- Born: Edna Leblanc 27 July 1915 Haute-Aboujagane (Beaubassin East), New Brunswick, Canada
- Died: 20 January 2012 (aged 96) Moncton, New Brunswick
- Known for: Volunteer service
- Awards: Governor General's Caring Canadian Award

= Edna Bourque =

Canadian volunteer (1915–2012)

Edna Bourque (1915–2012) was a Canadian volunteer recognized for her involvement with the elderly. Her involvement earned her several distinctions, including the Order of Francophones of America, the Order of La Pléiade and the Governor General's Caring Canadian Award.

==Biography==

Edna Leblanc was born on 27 July 1915 in Haute Aboujagane, now a hamlet of Beaubassin East, in southeastern New Brunswick. Her parents were Félicien Leblanc and Joséline Cormier. She married Antonio Bourque, and first lived in Moncton before retiring to Villa Providence in Shediac.

Edna Bourque was President of the New Brunswick Senior Citizens Federation and the International Francophone Seniors Association (AIFA).

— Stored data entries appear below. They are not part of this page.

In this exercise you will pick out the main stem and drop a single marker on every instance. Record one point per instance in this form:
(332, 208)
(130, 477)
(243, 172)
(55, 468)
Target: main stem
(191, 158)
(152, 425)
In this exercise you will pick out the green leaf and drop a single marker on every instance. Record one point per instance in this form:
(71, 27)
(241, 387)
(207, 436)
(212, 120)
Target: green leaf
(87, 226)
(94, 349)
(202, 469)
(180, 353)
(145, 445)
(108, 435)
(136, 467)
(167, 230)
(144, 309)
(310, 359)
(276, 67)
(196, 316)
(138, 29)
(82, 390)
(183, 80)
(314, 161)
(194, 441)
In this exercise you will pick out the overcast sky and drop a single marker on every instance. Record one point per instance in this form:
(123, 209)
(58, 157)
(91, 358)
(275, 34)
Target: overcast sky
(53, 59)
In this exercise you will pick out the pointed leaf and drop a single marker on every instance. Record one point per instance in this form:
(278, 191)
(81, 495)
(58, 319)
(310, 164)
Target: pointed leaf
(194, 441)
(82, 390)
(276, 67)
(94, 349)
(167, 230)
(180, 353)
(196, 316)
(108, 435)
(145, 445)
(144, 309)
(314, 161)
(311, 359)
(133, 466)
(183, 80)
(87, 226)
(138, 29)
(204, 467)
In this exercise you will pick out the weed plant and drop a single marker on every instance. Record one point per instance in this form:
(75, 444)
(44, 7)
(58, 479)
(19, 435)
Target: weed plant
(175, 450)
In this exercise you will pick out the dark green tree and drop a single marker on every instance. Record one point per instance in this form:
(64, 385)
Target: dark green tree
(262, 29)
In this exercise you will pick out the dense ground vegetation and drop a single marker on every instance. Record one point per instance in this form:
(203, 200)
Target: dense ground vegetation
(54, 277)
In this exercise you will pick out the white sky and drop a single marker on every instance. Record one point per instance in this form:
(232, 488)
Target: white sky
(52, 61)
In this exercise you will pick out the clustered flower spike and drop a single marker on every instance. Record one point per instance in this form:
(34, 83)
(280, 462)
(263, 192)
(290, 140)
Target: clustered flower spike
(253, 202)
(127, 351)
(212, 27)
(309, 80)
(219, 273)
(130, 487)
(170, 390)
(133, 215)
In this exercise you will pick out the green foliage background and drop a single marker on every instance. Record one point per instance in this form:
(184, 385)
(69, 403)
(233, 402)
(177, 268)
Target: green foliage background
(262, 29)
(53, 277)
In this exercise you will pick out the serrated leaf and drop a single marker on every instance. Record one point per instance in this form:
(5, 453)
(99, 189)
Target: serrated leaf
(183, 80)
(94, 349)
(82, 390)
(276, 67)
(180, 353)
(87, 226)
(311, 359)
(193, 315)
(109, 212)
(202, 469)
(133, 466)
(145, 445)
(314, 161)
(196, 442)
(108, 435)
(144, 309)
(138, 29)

She chaired the Club de l'âge d'or du Christ-Roy (English: Golden Age Club of Christ the King) in Moncton and was vice-president of Mount Saint Vincent University and of the home schools and ladies' auxiliary of the Sisters of Charity of Saint Vincent de Paul (Halifax). Bourque was decorated with the Order of Francophones of America in 1988, the Order of La Pléiade in 1990 and the 2007 Governor General's Caring Canadian Award.

Bourque died on 20 January 2012 at the Dr. Georges-L.-Dumont University Hospital Centre in Moncton at the age of 96.